Wofford graduate Gerald D. Sanders served during La Grande Guerre, and he lived and went on to write poetry, earn his Ph.D. and teach English to undergraduates in Michigan. Images from the Wofford College Journal literary magazine in the exhibit show samples of Sanders’ work published both while he was a student and after he graduated. One of his poems, written “somewhere in France,” portrays a deep sense of survivor’s guilt and a heart-wrenching wish to be with his fallen wartime friends still.
Another survivor of the war, Broadus R. Littlejohn Sr., the father of the namesake of Wofford’s treasured Littlejohn Collection, arrived in Valdohon, France, to train at the artillery school. The uniform he wore, his pack, his terrifying gas mask and primary documents relating to his time in the war are on display in the exhibit. A graduate of Wofford’s Fitting School, Littlejohn was discharged in June 1919 and came home to Spartanburg to start a business, the Community Cash grocery stores.
Looking closely at Littlejohn’s uniform, a visitor to the exhibit can see how worn the knees are and where he sewed tiny holes closed with his meticulous solder’s hands. Another piece of his belongings, though – the gas mask – reveals a less mundane element of war; if the eyes are the windows to the soul, these wide glass eyes hide depths unimaginable to most of us.
Gen. James C. Dozier, whose portrait from Wofford’s collection is in the exhibit, was a first-year student at Wofford (1915-1916) when he took the call to join the Army. Two years later, he found himself wounded near Montbrehain, France, yet he somehow was able to lead his platoon to safety while under machine gun fire.
In January of 1919, for his bravery, Gen. John J. “Black Jack” Pershing, commander of the Expeditionary Force on the Western Front, awarded Dozier the Medal of Honor. A first lieutenant in Company G, 118th Infantry, 30th Division of the Allied Expeditionary Force, Dozier later would be named South Carolina’s adjutant general, a position he held from 1926 to 1959. Dozier never returned to his studies at Wofford.
Also in the exhibition is a postcard collection that features images of agony and happiness, of destruction and romanticized war. Their messages are equally diverse, from the matter-of-fact to words of love and friendship.

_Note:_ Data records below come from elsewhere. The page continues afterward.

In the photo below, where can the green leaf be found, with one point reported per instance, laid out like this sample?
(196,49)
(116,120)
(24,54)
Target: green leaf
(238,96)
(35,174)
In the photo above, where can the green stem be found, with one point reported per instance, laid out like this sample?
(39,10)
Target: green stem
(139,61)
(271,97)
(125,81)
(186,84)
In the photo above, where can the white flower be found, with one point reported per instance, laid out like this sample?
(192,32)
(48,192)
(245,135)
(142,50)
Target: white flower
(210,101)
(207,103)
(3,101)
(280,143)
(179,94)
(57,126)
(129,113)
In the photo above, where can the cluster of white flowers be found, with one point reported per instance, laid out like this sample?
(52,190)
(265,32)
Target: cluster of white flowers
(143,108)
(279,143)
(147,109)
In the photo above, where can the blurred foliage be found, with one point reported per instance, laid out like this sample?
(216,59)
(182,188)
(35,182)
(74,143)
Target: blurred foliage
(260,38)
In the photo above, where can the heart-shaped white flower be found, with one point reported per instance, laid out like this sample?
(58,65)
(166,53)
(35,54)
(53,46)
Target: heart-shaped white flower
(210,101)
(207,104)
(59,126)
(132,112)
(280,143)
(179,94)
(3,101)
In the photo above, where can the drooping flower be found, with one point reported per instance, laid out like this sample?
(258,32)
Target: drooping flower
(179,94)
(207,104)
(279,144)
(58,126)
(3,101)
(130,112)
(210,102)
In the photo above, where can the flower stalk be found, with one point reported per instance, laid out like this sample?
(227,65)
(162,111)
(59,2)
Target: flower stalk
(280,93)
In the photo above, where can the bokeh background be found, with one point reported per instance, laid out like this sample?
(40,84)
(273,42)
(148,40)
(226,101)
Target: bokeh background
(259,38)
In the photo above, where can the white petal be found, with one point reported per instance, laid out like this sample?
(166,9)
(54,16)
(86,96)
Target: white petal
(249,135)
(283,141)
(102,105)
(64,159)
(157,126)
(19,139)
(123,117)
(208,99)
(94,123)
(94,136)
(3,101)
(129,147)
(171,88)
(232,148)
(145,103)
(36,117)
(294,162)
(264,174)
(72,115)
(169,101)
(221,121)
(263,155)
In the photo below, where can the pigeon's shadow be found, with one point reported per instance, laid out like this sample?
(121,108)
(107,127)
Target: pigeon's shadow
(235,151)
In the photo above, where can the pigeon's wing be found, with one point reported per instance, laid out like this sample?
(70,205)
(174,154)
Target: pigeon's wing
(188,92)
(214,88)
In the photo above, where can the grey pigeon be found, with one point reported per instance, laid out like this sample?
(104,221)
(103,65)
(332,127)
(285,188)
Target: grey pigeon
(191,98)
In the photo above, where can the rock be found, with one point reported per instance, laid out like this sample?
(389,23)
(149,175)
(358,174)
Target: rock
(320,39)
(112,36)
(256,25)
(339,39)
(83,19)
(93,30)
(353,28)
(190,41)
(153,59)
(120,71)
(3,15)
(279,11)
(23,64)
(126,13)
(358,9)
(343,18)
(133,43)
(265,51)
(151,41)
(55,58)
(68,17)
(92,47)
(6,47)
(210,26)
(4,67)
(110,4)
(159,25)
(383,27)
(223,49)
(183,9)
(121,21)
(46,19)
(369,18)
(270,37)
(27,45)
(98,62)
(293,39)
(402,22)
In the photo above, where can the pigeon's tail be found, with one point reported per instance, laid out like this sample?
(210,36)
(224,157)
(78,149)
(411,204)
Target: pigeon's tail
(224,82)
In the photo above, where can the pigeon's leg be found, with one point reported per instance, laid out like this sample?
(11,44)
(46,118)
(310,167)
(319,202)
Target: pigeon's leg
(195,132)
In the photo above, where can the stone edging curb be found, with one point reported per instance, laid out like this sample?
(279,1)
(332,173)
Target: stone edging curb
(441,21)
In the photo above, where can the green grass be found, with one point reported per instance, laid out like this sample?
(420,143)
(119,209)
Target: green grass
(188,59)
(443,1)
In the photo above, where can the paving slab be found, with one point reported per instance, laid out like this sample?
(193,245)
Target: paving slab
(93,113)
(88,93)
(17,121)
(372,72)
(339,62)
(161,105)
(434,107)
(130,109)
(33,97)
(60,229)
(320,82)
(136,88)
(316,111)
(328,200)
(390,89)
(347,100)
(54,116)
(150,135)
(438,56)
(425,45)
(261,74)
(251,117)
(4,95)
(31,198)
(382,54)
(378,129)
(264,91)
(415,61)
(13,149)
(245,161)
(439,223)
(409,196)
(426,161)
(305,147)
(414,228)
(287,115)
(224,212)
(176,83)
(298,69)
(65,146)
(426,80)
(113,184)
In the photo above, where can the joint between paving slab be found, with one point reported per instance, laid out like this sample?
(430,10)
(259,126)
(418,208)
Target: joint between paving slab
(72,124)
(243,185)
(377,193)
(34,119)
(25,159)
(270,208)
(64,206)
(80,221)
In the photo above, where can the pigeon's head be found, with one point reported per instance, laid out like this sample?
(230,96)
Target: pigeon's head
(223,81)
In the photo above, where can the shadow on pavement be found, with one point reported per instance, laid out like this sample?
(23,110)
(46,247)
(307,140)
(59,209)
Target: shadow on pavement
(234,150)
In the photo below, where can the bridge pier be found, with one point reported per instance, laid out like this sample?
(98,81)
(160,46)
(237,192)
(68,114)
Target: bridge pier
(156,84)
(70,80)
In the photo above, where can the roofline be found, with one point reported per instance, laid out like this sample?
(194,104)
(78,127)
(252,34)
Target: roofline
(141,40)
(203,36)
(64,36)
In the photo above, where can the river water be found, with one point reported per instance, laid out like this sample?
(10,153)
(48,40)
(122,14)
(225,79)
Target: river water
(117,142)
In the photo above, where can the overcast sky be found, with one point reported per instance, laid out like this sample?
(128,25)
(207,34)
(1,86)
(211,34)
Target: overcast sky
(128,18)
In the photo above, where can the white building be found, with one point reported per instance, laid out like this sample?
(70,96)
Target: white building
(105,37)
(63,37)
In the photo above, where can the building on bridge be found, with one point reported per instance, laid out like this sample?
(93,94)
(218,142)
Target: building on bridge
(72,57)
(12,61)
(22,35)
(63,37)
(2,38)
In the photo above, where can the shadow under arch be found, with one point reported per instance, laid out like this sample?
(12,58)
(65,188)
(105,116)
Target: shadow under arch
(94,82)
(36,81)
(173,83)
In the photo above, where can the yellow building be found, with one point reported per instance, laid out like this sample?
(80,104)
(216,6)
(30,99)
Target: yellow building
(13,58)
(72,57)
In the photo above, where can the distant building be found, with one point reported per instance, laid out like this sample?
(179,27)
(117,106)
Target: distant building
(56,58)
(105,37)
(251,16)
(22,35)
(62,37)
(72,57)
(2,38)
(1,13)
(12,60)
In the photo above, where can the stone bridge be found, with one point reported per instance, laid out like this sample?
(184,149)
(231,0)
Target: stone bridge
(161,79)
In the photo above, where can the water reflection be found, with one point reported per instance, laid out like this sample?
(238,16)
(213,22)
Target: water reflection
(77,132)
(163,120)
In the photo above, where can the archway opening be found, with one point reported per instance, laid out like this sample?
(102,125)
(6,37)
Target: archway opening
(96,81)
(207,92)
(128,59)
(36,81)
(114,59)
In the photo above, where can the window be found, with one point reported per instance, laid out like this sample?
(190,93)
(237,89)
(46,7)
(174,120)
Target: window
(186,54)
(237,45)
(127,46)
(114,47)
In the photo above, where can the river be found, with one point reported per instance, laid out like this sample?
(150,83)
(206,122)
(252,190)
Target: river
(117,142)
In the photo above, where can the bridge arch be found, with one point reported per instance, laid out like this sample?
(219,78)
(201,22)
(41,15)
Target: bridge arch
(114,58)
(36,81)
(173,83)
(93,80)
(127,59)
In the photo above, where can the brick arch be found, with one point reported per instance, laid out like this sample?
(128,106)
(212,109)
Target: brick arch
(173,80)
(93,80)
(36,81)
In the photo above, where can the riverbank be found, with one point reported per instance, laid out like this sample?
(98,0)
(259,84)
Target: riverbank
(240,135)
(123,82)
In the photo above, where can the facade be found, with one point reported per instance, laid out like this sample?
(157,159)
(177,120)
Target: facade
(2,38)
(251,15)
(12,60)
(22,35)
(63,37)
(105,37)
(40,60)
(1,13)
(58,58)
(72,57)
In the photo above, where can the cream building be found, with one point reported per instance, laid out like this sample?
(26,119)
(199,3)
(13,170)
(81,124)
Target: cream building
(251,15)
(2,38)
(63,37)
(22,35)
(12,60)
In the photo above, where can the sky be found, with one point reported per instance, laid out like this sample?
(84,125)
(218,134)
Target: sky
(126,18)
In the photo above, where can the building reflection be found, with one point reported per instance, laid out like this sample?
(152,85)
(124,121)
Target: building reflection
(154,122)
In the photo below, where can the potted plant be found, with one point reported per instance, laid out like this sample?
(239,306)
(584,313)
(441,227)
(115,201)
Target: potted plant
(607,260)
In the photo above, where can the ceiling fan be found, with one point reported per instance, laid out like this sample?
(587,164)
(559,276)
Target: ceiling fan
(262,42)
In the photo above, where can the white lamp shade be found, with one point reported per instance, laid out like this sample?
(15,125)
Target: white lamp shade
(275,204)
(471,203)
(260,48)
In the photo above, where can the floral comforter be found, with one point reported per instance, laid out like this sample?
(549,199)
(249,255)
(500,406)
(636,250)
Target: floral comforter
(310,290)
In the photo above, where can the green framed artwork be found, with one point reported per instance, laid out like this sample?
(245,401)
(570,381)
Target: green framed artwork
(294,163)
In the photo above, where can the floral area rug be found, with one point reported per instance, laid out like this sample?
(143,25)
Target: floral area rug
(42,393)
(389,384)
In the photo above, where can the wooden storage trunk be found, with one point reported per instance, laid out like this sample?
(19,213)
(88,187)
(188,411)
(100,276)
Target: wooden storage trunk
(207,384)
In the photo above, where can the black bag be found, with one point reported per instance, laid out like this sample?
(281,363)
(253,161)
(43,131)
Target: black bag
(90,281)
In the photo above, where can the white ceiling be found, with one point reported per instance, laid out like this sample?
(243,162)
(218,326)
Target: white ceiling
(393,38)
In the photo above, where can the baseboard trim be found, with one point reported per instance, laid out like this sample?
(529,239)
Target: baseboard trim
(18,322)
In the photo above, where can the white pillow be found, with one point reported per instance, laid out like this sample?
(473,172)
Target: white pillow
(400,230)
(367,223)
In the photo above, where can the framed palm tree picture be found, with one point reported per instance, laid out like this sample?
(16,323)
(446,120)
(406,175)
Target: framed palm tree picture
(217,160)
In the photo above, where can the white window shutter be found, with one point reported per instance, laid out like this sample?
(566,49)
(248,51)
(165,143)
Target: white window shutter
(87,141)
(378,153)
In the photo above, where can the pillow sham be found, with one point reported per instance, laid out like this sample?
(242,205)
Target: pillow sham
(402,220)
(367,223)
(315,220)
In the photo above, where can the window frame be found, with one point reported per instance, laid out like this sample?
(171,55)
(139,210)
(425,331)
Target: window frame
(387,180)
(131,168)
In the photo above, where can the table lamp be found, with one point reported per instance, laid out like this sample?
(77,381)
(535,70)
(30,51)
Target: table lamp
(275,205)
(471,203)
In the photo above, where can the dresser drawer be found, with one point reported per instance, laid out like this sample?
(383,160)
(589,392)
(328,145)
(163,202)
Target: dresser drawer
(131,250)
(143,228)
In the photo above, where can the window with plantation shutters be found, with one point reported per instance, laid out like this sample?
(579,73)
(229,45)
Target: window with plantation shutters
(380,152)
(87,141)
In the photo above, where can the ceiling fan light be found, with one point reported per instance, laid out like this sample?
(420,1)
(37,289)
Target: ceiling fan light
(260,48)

Other words, sent from home on the unspeakably sorrowful occasion of the death of Wofford students in the war, live on in the archives. With sadness “beyond expression,” Wofford President Henry Nelson Snyder composed each of 17 letters of condolence, sent to the families of Wofford students who made the ultimate sacrifice and never came home. In the exhibition are the faces of those 17 Wofford men, and visitors may read the names of all 414 of Wofford’s own who served in the Great War.